Control of metastatic niche formation by targeting APBA3/Mint3 in inflammatory monocytes [Cell Biology]

Control of metastatic niche formation by targeting APBA3/Mint3 in inflammatory monocytes [Cell Biology]
Toshiro Hara, Hiroki J. Nakaoka, Motoharu Seiki, Takeharu Sakamoto, Tetsuro Hayashi, Masahiro Inoue, Kouhei Mimura, Yoshinori Murakami, Daisuke Hoshino, Fumitaka Nagamura

Cancer metastasis is intricately orchestrated by both cancer and normal cells, such as endothelial cells and macrophages. Monocytes/macrophages, which are often co-opted by cancer cells and promote tumor malignancy, acquire more than half of their energy from glycolysis even during normoxic conditions.

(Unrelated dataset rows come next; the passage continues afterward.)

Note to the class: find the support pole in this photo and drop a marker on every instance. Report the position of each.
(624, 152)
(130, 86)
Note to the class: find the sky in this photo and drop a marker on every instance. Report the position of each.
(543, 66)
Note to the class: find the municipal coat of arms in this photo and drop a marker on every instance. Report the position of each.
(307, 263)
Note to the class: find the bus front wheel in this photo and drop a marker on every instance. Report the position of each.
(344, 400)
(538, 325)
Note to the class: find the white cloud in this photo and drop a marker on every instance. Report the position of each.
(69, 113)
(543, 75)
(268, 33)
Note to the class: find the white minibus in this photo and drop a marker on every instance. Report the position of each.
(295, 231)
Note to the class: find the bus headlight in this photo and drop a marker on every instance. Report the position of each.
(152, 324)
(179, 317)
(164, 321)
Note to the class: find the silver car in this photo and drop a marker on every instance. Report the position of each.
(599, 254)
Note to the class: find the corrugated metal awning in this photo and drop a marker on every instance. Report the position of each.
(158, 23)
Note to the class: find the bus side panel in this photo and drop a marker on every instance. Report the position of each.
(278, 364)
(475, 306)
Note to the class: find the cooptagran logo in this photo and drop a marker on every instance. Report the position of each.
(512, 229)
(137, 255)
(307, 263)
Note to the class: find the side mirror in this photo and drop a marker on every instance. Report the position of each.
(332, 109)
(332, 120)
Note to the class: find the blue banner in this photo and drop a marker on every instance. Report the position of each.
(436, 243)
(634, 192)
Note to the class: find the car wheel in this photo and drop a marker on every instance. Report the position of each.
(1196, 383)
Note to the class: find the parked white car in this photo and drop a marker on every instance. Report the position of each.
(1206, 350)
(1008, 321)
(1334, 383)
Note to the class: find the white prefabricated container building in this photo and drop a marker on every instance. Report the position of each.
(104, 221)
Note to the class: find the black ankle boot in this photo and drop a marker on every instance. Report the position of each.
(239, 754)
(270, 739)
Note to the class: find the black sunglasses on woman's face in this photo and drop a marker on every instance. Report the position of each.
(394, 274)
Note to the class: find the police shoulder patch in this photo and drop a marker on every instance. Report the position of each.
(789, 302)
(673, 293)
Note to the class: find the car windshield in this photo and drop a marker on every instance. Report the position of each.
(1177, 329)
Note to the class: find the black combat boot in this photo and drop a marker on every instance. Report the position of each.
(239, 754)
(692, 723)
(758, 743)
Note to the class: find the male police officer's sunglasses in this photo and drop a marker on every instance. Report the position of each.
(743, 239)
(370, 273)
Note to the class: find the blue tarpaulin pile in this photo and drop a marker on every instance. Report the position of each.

This glycolytic activity is maintained during normoxia by the functions of hypoxia inducible factor 1 (HIF-1) and its activator APBA3. The mechanism by which APBA3 inhibition partially suppresses macrophage function and affects cancer metastasis is of interest in view of avoidance of the adverse effects of complete suppression of macrophage function during therapy. Here, we report that APBA3-deficient mice show reduced metastasis, with no apparent effect on primary tumor growth. APBA3 deficiency in inflammatory monocytes, which strongly express the chemokine receptor CCR2 and are recruited toward chemokine CCL2 from metastatic sites, hampers glycolysis-dependent chemotaxis of cells toward metastatic sites and inhibits VEGFA expression, similar to the effects observed with HIF-1 deficiency. Host APBA3 induces VEGFA-mediated E-selectin expression in the endothelial cells of target organs, thereby promoting extravasation of cancer cells and micrometastasis formation. Administration of E-selectin–neutralizing antibody also abolished host APBA3-mediated metastatic formation. Thus, targeting APBA3 is useful for controlling metastatic niche formation by inflammatory monocytes.